MATA INDONESIA, MOSKOW – Kementerian Luar Negeri Rusia memutuskan untuk menarik staf diplomatiknya dari Ukraina. Kiev dituduh gagal memenuhi kewajiban internasionalnya untuk memastikan keamanan para staf diplomatik Rusia.
“Kedubes Rusia di Kiev dan Konsulat Jenderal negara kita di Odessa, Lvov, dan Kharkov telah berulang kali diserang,” bunyi pernyataan itu, melansir Russia Today, Rabu, 23 Februari 2022.
“Diplomat Rusia juga menjadi sasaran tindakan agresif. Mereka mendapat ancaman kekerasan fisik. Mobil mereka dibakar,” sambungnya.
Mengacu pada perjanjian kerangka kerja mengenai hubungan diplomatik, Kementerian Luar Negeri Rusia juga menyatakan bahwa pihak berwenang Ukraina gagal melindungi staf dipplomatik Rusia dari berbagai ancaman.
“Pihak berwenang Kiev telah gagal untuk bertindak atas ancaman-ancaman ini dan untuk melindungi para diplomat Rusia terlepas dari kewajiban mereka di bawah Konvensi Wina,” tutur Kementerian Luar Negeri Rusia.
“Dalam keadaan saat ini, prioritas utama kami adalah untuk menjaga diplomat Rusia dan staf Kedutaan Besar dan Konsulat Jenderal.
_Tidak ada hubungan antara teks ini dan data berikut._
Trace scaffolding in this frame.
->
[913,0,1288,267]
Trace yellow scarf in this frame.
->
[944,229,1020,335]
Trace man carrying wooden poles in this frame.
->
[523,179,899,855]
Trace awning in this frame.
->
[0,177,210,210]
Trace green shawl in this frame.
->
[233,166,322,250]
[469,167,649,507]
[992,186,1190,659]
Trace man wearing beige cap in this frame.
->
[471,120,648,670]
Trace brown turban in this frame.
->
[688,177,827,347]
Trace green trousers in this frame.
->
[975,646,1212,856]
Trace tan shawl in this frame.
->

Untuk melindungi hidup dan keselamatan mereka, pimpinan Rusia telah memutuskan untuk mengevakuasi personel misi asing Rusia di Ukraina,” sambungnya.
Langkah itu dilakukan sehari setelah Rusia mengakui Republik Rakyat Donetsk (DPR) dan Lugansk (LPR), yang memisahkan diri dari Ukraina pada 2014 setelah peristiwa Maidan dan kudeta di Kiev.
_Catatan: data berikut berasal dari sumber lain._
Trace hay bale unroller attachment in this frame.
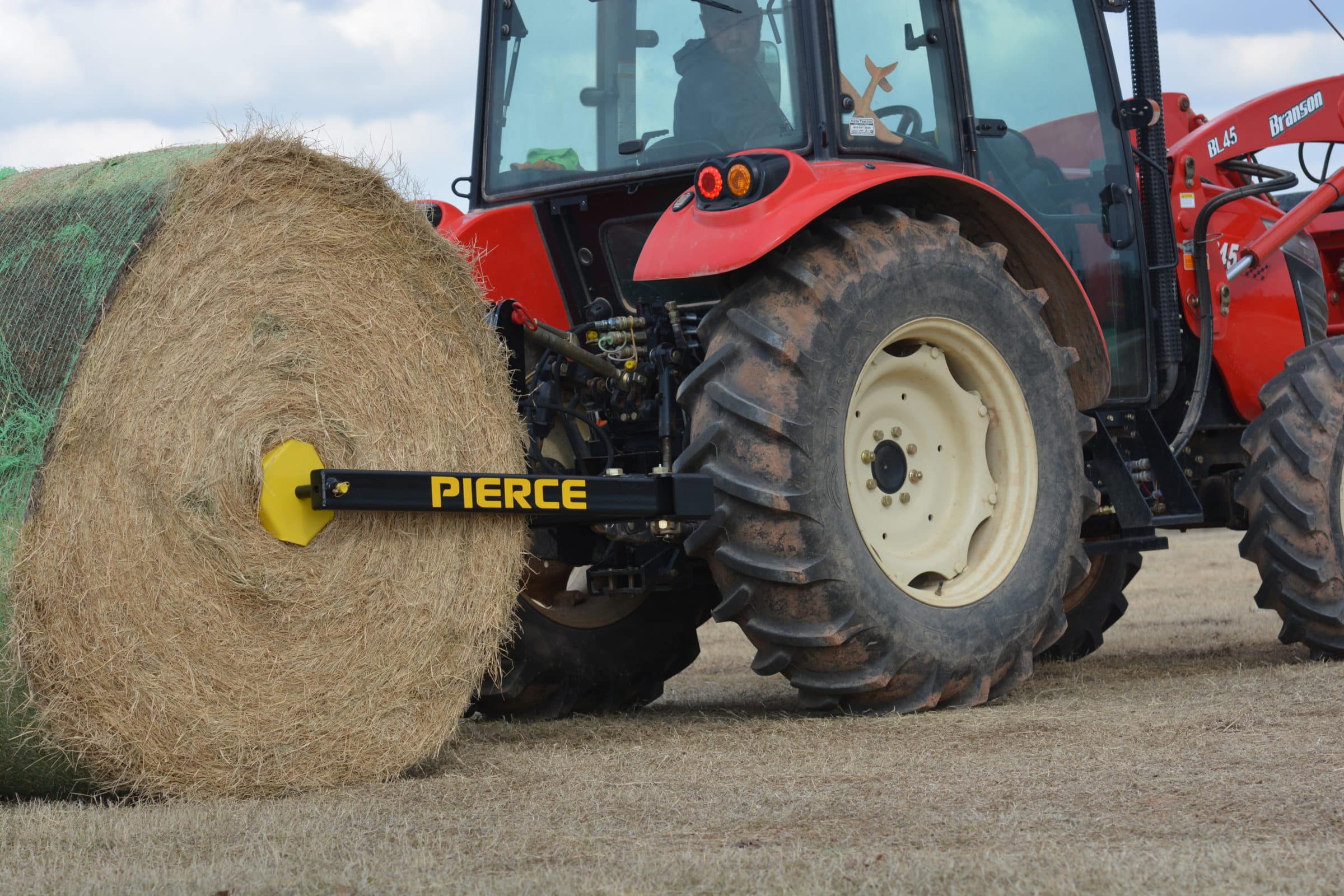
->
[0,136,525,795]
Menjelaskan keputusan itu, Presiden Rusia Vladimir Putin mengklaim pengakuan itu diperlukan karena pihak berwenang Ukraina telah menyerah pada negosiasi dan berusaha untuk mengambil kembali wilayah yang memisahkan diri dengan paksa.
Kiev membantah mendukung solusi militer, sementara sekutu Baratnya menuduh Rusia merencanakan invasi habis-habisan ke Ukraina, yang ditolak Kremlin sebagai berita palsu.
DPR dan LPR menuduh Kiev bersiap melancarkan operasi militer, menyatakan pasukan Ukraina menembaki posisi mereka dengan artileri berat, dan melancarkan serangan terhadap infrastruktur lokal.
Para pejabat Ukraina berbagai menolak tuduhan tersebut, mengklaim bahwa Kiev tidak memiliki rencana untuk merebut kembali kedua wilayah itu dengan paksa dan menegaskan sejumlah serangan dilakukan oleh para separatis itu sendiri.